スマートロック「Akerun」を提供するPhotosynth(フォトシンス)は、東京証券取引所マザーズ市場へ上場した。1410円の初値がついた。
フォトシンスは2014年9月に設立。現在従業員数は177名で、東京本社を含む5拠点で運営している。フォトシンス 代表取締役社長の河瀬航大氏は「従来は、オフィス、自宅、車と扉を通過するごとにたくさんの鍵を持ち歩く必要があった。しかしシェアリングエコノミーが加速する中、たくさんの鍵を持ち歩くのには限界がきている。扉と鍵がN対Nだった今までに対し、これからは1つの鍵ですべての扉を開けるN対1になる、そんなキーレス社会を実現させていきたい」と、今後作り上げたいキーレス社会の姿について話した。
フォトシンスでは、既存のドアに後付けでき、工事不要で導入ができるスマートロックの「AKerun Pro」、フラッパーゲートやエレベーターなど、電気的に制御している扉をスマートフォンやICカードを使って開け閉めができる「Akerunコントローラー」といったハードウェアと入退室管理や自動勤怠管理などができる「Akerun入退室管理システム」などのソフトウェアを展開。「特徴的なのはサブスクリプションとして提供していること」(河瀬氏)とビジネスモデルについて説明した。
現在、ARR(Annual Recurring Revenu:年間経常収益)は13億7000万円で、サブスクリプション比率は90%、粗利率は82%、3700社以上の契約社数を誇りながら解約率は1.5%に抑える。「主に中小企業のオフィスで利用していただいているが、大企業や研究室、多拠点化などでの利用も増えてきた。すべてのシステムをクラウドで管理しているため、複雑な電気工事がいらず、利便性、堅牢性の高いシステムを提供できる。リアルタイムの入退室ログの取得などもできるため、勤怠管理や人事システムなどへのデータ利活用も可能。つねに最新のセキュリティ機能を提供できる」(河瀬氏)と、強みを話す。

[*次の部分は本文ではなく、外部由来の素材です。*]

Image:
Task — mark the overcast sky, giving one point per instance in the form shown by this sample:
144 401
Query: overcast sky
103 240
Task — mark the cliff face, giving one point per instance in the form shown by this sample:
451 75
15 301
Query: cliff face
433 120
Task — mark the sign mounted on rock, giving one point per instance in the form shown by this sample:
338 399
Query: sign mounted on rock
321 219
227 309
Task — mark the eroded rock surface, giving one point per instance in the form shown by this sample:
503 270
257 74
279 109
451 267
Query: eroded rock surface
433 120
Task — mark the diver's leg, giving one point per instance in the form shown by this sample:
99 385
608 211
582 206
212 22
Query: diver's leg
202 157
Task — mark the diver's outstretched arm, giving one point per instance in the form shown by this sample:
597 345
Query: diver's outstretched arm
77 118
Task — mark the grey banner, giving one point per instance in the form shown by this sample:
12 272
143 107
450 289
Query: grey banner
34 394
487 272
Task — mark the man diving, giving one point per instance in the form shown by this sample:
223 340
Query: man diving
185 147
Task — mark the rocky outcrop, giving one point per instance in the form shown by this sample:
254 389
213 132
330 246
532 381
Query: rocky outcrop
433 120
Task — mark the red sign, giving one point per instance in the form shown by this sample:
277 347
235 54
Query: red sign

目指すのは、ハードとソフトを組み合わせて決済インフラと市場を創造したキャッシュレス社会だ。「キャッシュレスになることで、それを読み取るためのリーダーが広がり、決済手数料が必要になり、大きな産業が生まれた。鍵がなくなるとこれと同じようなことが生まれてくると思う」(河瀬氏)と、キーレス社会の実現とそれに伴う市場創造をフォトシンスのチャレンジと位置づける。
「今まではオフィス向け事業に集中してきたが、コンシューマ市場への本格参入として鍵と錠前の総合メーカーである美和ロックとのジョイントベンチャー『MIWA Akerun Technologies』を設立。住宅向けスマートロックサービスの企画提供を開始した」(河瀬氏)と新たなビジネスモデルにも取り組む。
今後は、地方向けの営業担当者の増強や、開発体制の強化に投資していく方針。「スマートロックはまだ黎明期。10名以上の従業員がいる会社であれば鍵の管理は必ず必要になる。この市場は非常に大きいと思うので、地方の営業担当者を増やすなど、しっかりと対応していきたい。また、勤怠管理システムやカメラ連携など、スマートロックの周辺ビジネスに投資をして、この部分でもマネタイズしていきたい。今の成長率をより加速させていく」(河瀬氏)とした。